ERIC CAMPBELL: “Tree on fire over there.  Tree on fire over there.

07:04

 

Okay, so you knew that there was that path down to the beach”.

MARIA DIZELI: “Yes I knew”.

ERIC CAMPBELL: “Because you’re a local”.

MARIA DIZELI: “Because I live here, that’s why.  I live here”.

ERIC CAMPBELL: “But other people, visitors, they had no idea how to get down”.

MARIA DIZELI: “No, they had no idea”.

07:11

Campbell and Maria walk down steps leading to beach

ERIC CAMPBELL:  Despite having a dangerous heart condition she managed to reach the stairs with her husband and son and climb down to the beach.

“So how many people were sheltering here on this beach?”

07:23

 

MARIA DIZELI: “Well around 30 people”.

ERIC CAMPBELL: “Thirty?  It’s a small area”.

MARIA DIZELI: “Yes, yes we were like sardines here”.

ERIC CAMPBELL: “Yes.  Did you feel safe once you were down here?”

MARIA DIZELI: “No, of course not”.

07:35

 

ERIC CAMPBELL: “So how many hours were you… you came here at about 6:30”.

07:46

 

MARIA DIZELI: “Five, five hours”.

ERIC CAMPBELL: “You were here five hours waiting to be picked up”.

MARIA DIZELI: “Yes, yes we were here five hours, and people were crying here.  People were asking for their families.  There were mothers crying for their children.

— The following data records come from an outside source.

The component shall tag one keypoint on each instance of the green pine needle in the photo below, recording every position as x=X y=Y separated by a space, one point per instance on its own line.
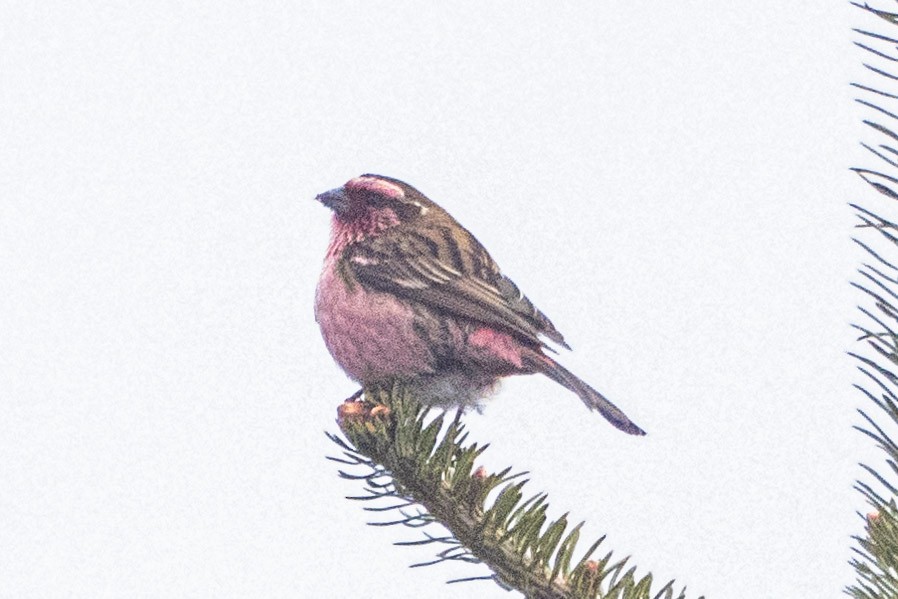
x=423 y=469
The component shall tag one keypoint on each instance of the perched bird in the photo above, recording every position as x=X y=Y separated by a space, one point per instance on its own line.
x=409 y=294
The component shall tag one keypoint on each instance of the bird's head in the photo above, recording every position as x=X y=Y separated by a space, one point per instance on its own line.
x=373 y=202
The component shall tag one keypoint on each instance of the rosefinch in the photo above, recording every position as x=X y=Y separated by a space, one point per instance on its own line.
x=409 y=294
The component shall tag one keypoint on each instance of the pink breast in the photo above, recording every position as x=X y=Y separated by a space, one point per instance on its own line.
x=368 y=333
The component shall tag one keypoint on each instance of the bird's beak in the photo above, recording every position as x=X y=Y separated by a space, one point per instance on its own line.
x=335 y=199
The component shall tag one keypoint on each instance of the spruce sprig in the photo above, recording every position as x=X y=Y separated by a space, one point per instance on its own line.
x=424 y=470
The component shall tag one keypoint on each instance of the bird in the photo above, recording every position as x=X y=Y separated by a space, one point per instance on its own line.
x=408 y=294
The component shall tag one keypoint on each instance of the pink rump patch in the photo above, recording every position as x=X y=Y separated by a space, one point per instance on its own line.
x=500 y=345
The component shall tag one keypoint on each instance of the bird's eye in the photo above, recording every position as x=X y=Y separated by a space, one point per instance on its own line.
x=376 y=200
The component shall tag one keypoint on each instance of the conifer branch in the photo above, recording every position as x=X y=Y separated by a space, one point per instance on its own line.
x=425 y=472
x=876 y=555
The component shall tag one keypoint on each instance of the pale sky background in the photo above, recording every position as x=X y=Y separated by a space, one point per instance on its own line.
x=667 y=181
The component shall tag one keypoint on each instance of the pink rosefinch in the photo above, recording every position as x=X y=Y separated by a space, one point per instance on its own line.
x=409 y=294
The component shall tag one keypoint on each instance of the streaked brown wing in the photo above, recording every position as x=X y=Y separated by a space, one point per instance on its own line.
x=460 y=278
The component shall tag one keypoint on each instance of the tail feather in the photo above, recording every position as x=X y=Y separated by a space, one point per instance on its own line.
x=592 y=398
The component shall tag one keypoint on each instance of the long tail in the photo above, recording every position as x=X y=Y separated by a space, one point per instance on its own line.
x=592 y=398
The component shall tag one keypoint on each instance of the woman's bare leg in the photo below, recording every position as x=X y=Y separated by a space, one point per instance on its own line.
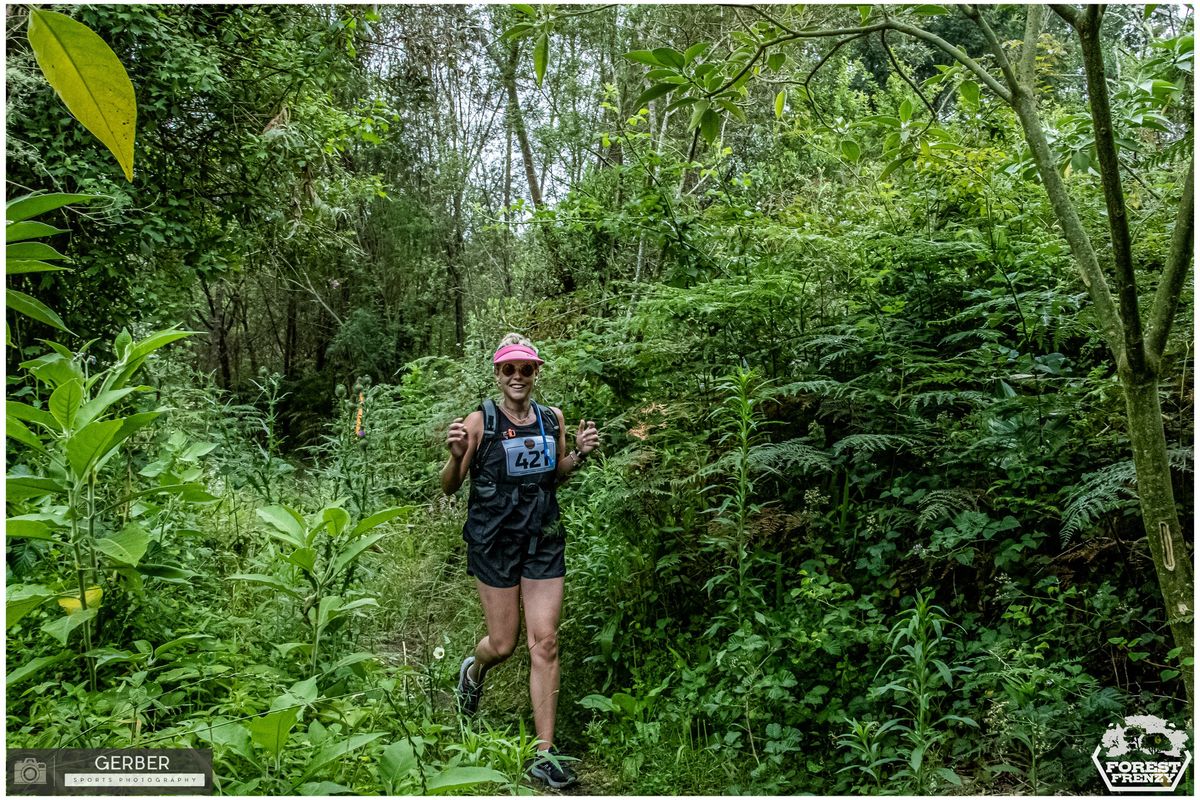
x=502 y=609
x=543 y=605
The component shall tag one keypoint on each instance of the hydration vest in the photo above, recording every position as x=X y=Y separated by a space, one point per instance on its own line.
x=513 y=476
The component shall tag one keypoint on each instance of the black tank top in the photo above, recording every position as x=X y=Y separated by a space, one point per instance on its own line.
x=513 y=482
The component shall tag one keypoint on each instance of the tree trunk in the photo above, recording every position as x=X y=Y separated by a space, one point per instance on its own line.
x=517 y=121
x=1173 y=561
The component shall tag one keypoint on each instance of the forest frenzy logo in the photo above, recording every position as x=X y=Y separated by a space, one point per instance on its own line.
x=1143 y=755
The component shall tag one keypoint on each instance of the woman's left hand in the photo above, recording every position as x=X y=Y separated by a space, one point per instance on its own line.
x=587 y=437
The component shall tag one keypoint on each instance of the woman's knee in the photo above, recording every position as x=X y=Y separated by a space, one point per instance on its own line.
x=504 y=645
x=544 y=648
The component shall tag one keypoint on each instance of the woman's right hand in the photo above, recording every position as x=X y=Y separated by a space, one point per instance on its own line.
x=457 y=439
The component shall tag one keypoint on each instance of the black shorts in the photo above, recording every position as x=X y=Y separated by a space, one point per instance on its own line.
x=511 y=554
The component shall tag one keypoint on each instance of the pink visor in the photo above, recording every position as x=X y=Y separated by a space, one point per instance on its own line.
x=516 y=353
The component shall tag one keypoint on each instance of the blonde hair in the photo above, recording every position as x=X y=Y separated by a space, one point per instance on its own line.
x=515 y=338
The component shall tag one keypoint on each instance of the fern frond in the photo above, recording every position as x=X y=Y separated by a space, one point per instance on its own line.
x=820 y=386
x=1108 y=489
x=792 y=455
x=941 y=504
x=873 y=443
x=948 y=397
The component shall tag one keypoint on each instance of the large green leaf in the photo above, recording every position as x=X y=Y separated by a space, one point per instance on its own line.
x=286 y=521
x=16 y=429
x=28 y=527
x=355 y=549
x=89 y=444
x=396 y=763
x=28 y=206
x=267 y=581
x=99 y=404
x=127 y=546
x=19 y=600
x=336 y=751
x=24 y=266
x=61 y=627
x=54 y=368
x=34 y=667
x=335 y=517
x=270 y=732
x=96 y=441
x=540 y=56
x=23 y=304
x=138 y=354
x=167 y=572
x=27 y=487
x=34 y=251
x=379 y=517
x=654 y=91
x=89 y=78
x=460 y=777
x=22 y=230
x=65 y=402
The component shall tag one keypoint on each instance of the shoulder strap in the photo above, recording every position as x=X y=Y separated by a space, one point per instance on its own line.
x=491 y=419
x=550 y=419
x=491 y=431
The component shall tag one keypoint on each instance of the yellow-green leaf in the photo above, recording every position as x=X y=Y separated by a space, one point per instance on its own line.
x=72 y=605
x=34 y=308
x=61 y=627
x=125 y=547
x=89 y=78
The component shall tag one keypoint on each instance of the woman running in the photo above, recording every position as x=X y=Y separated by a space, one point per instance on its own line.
x=511 y=450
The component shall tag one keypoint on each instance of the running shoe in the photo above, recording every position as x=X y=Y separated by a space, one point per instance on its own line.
x=551 y=768
x=468 y=690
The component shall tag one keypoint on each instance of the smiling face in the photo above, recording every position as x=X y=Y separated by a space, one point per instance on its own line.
x=516 y=385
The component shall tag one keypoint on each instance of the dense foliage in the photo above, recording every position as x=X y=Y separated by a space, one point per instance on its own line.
x=867 y=516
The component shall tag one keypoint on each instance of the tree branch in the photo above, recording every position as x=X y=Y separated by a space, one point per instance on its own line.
x=1170 y=284
x=1006 y=66
x=891 y=24
x=1027 y=67
x=1110 y=181
x=814 y=72
x=895 y=65
x=1069 y=13
x=957 y=54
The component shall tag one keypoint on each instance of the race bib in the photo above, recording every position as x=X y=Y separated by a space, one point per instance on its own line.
x=525 y=456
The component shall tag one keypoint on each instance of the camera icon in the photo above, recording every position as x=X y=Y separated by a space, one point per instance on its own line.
x=28 y=771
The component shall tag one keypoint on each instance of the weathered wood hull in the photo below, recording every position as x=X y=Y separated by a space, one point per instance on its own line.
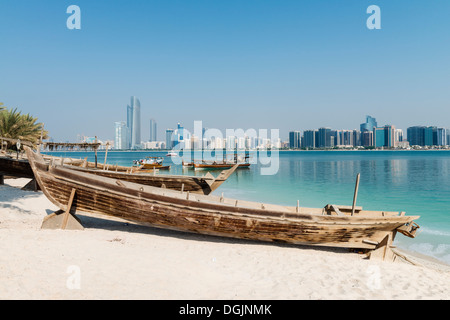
x=213 y=215
x=17 y=168
x=192 y=184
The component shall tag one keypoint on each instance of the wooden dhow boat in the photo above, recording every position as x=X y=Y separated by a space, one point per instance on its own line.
x=334 y=226
x=195 y=184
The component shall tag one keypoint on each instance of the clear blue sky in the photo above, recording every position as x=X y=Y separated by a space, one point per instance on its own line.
x=287 y=64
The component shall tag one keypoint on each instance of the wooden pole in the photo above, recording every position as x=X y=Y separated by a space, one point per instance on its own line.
x=95 y=152
x=106 y=154
x=355 y=195
x=67 y=212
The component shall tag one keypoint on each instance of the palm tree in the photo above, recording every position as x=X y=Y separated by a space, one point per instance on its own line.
x=14 y=125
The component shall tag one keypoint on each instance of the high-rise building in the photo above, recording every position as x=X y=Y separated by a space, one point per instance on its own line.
x=369 y=124
x=134 y=123
x=309 y=139
x=153 y=130
x=120 y=140
x=129 y=125
x=367 y=138
x=384 y=136
x=324 y=138
x=416 y=135
x=295 y=139
x=169 y=139
x=441 y=137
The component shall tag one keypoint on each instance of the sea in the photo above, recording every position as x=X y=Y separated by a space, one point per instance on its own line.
x=417 y=182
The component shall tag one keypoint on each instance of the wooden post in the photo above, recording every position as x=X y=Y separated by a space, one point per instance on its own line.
x=355 y=195
x=96 y=152
x=63 y=219
x=67 y=212
x=106 y=154
x=40 y=140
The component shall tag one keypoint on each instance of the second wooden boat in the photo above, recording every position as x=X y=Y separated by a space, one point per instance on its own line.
x=195 y=184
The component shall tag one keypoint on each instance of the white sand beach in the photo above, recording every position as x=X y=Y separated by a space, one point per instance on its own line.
x=117 y=260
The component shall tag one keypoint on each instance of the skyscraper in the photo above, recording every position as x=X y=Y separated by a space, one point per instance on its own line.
x=134 y=123
x=120 y=137
x=294 y=139
x=324 y=138
x=169 y=140
x=153 y=130
x=309 y=139
x=369 y=124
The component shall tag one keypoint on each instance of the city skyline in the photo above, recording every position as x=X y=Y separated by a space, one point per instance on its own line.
x=370 y=135
x=235 y=64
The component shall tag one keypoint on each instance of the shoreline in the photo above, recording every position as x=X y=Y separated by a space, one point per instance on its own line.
x=122 y=260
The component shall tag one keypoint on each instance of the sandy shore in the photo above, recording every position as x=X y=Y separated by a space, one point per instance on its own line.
x=118 y=260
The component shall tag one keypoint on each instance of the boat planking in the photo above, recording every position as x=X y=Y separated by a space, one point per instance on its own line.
x=333 y=226
x=195 y=184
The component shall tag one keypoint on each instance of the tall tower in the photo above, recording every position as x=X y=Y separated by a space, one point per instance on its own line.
x=135 y=123
x=153 y=135
x=120 y=141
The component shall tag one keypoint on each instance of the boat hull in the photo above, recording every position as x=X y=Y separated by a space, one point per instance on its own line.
x=16 y=168
x=186 y=183
x=205 y=215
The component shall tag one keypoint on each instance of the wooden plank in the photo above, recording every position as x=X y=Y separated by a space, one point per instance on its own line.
x=69 y=207
x=355 y=195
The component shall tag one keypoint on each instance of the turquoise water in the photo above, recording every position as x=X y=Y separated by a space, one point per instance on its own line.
x=417 y=182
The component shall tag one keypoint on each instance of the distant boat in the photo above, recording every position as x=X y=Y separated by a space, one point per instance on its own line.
x=151 y=163
x=243 y=163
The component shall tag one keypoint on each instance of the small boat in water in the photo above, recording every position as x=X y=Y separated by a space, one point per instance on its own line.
x=151 y=163
x=333 y=225
x=242 y=163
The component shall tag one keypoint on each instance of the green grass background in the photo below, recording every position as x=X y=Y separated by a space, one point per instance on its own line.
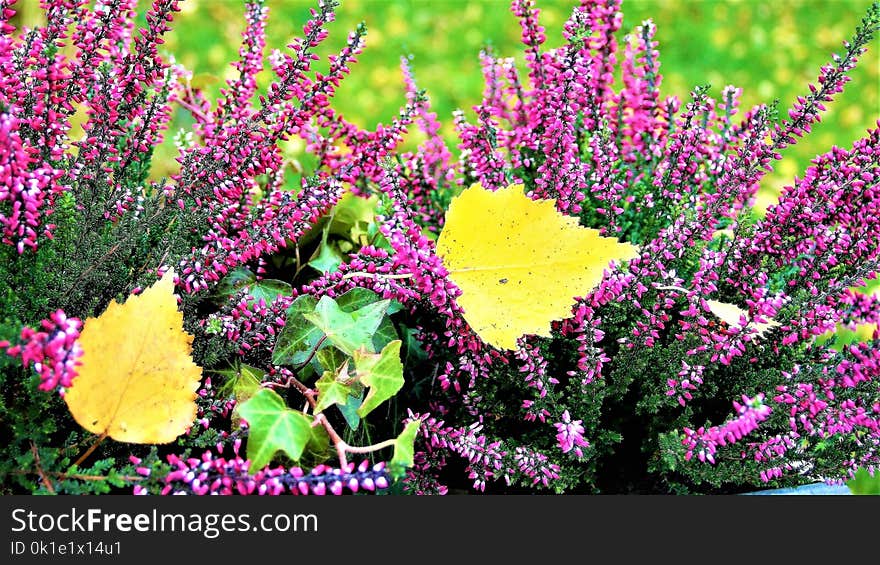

It was chaos here”.

07:48

Campbell points towards Rafina/ Tourist ferries on sea

ERIC CAMPBELL: But over there we can see the Port at Rafina, where the tourist ferries come and go from the Greek Islands”.

MARIA DIZELI: “Yes, yes”.

ERIC CAMPBELL: “Could you call the port authority?”

MARIA DIZELI: “Of course we called them.

08:06

Campbell and Maria

We had our mobiles.  We called them again and again, and we called our families to inform them, but they didn’t do anything”.

ERIC CAMPBELL: “So who finally rescued you?”

MARIA DIZELI: “Just a small fishing boat coming from Neo Makri”.

ERIC CAMPBELL: “A private fishing boat?”

MARIA DIZELI: “Yes, a private…

MARIA DIZELI: “But he couldn’t reach us here, because as you can see,

08:17

Rocky shoreline

there are big rocks here and it’s a very dangerous beach.  So we swam”.

ERIC CAMPBELL: “You had to swim out in that?”

 

08:41

Campbell and Maria

MARIA DIZELI: “We had to swim two hundred metres”.

ERIC CAMPBELL: “Two hundred metres”

08:49

 

MARIA DIZELI: “You know to reach the boat”.

ERIC CAMPBELL: “In the dark”.

MARIA DIZELI: “In the dark, yes”.

ERIC CAMPBELL: “And the smoke, after hours and hours”.

MARIA DIZELI:  Yes, yes.

08:52

Night vision. Small boats pulling aboard people from shore

ERIC CAMPBELL:  Almost 700 people were eventually picked up by a flotilla of small boats and the coastguard.  Many drowned or died of burns as they waited.

08:58

Drone shot over church

 

09:13

Congregation in church

This small community gathers in a church that was somehow spared by the inferno, to farewell nearly 100 loved ones.  It is 40 days since the disaster. In the Orthodox faith it’s when the souls of the dead rise to heaven.

09:24

Andreas lights candle in church

Andreas Dimitriou was one of the firemen battling the blaze.  As soon as he heard the flames were near his home, he raced back to try to save his family. 

09:49

Shrine photos of Margarita and baby

He found his wife Margarita dying by the water’s edge.  She was alongside the body of their six-month-old son.

 

 

 

10:01

Andreas

ANDREAS DIMITRIOU: “It as an absolute catastrophe.  I’ve lived the absolute catastrophe from that day on.  Not only me.  Also her parents, and generally all my family.  It is something you cannot easily accept.  You wouldn’t wish it on anyone – not even your enemy”.

10:10

Drone shot over burnt houses

Music

10:41

Campbell to camera, walking through the burnt landscape

ERIC CAMPBELL: “This all happened in the midst of a horror Northern Hemisphere summer, with heatwaves and fires in the Arctic, deadly infernos in Japan and North America, temperatures off the charts across Europe.  But Greece was the exception.  This was an unusually mild summer with far more rain than normal.  This was not a fire linked to climate change, it could have happened any summer.  The authorities knew that – they just weren’t ready for it”.

10:55

Exteriors. Campbell to Athens Academy

So how did the Greek government and its emergency services fail so comprehensively?  I’ve come to Greece’s

11:23

Campbell greets Synolakis

most prestigious research centre to meet the one man who may have answers.

11:33

Campbell and Synolakis in Academy

Costas Synolakis is a crisis management expert and a member of the Academy of Athens.  He was commissioned by an opposition party to interview survivors and piece together what went wrong.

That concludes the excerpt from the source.